CHAPTER 87

The White Cliffs

 

AT A CABINET MEETING AT eleven-thirty that Thursday morning, Churchill, who had worked through much of the night’s raid, noted—accurately—that the damage to the Admiralty building had improved his view of Nelson’s Column in Trafalgar Square.

It perturbed him, however, that once again the bombers had come with virtually no interference from the RAF. Darkness remained the Luftwaffe’s best defense.

Perhaps by way of offering encouraging news, the Prof that day sent Churchill a report on the latest tests of his anti-aircraft mines, these involving a variant in which the mines—tiny microbombs—were attached to small parachutes and then dropped from planes. The RAF “Egglayers” had made twenty-one sorties during which they managed to set out six curtains of mines. These, the Prof claimed, had destroyed at least one German bomber, but perhaps as many as five.

In this, the Prof was engaging in an uncharacteristic behavior: wishful thinking. The only evidence that the bombers had been destroyed was the disappearance of their radar echoes. The action had taken place over the sea. No witnesses provided visual confirmations. No wreckage was found. It was “clearly not feasible to get the evidence we might have demanded overland,” he acknowledged.

He saw none of this, however, as sufficient cause to stop him from claiming all five German bombers as successful kills.


ON THURSDAY, APRIL 24, Mary raced home to Chequers from her volunteer work in Aylesbury and had tea with a friend, Fiona Forbes. She and Fiona then rushed off, with piles of luggage, to catch an evening train to London.

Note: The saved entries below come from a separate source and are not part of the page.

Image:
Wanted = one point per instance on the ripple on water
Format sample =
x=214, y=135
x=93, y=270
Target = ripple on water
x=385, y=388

Mary looked forward to a relaxing bath at the Annexe before dressing for the night’s fun, but telegrams and telephone calls from friends intervened. She stopped in to talk with “Papa.” At seven-forty she at last got her bath, though it was less leisurely than she had hoped. She and Fiona were due to attend a party set to begin at eight-fifteen but planned first to have dinner at the Dorchester with Eric Duncannon and other friends, as well as Mary’s sister Sarah and her husband, Vic.

She was quite taken with her date. In her diary she wrote, “Oh tais-toi mon coeur.” (“Be quiet, my heart.”)

They moved on to the party, at a club, and danced until the band stopped playing at four A.M. Mary and Fiona returned to the Annexe by dawn, with Mary recounting to her diary, “It really was a completely perfect party.”

She spent the next day, Saturday, at a friend’s country home in Dorset, recuperating in leisurely fashion, in bed—“Very long delicious ‘lie’ ”—and reading a long poem by Alice Duer Miller, “The White Cliffs,” about an American woman who falls in love with an Englishman only to have him die in France in the Great War. In the poem, aptly enough, the woman chronicles her love affair and rails against America for failing to immediately join the war. The poem ends:

I am American bred,

I have seen much to hate here—much to forgive,

But in a world where England is finished and dead,

I do not wish to live.

Mary wept.


IN LONDON THAT FRIDAY, John Colville had his medical interview with the RAF. He underwent more than two hours of medical testing and passed every category except eyesight, for which he was rated as being “borderline.” He was told, however, that he might yet be able to fly, if he got fitted for contact lenses. He would have to pay for that himself, and even then there was no guarantee that he would succeed.

But staying at 10 Downing Street no longer seemed appropriate. The more he thought about joining the RAF, the more dissatisfied he felt, and the more he needed to get away. He pursued it now the way he pursued Gay Margesson, with a futile mix of longing and despair. “For the first time since war broke out I feel discontented and unsettled, bored by most people I meet and destitute of ideas,” he told his diary. “I certainly need a change and think an active, practical life in the RAF is the real solution. I am not anxious to immolate myself on the altar of Mars, but have reached the stage of thinking that nothing matters.”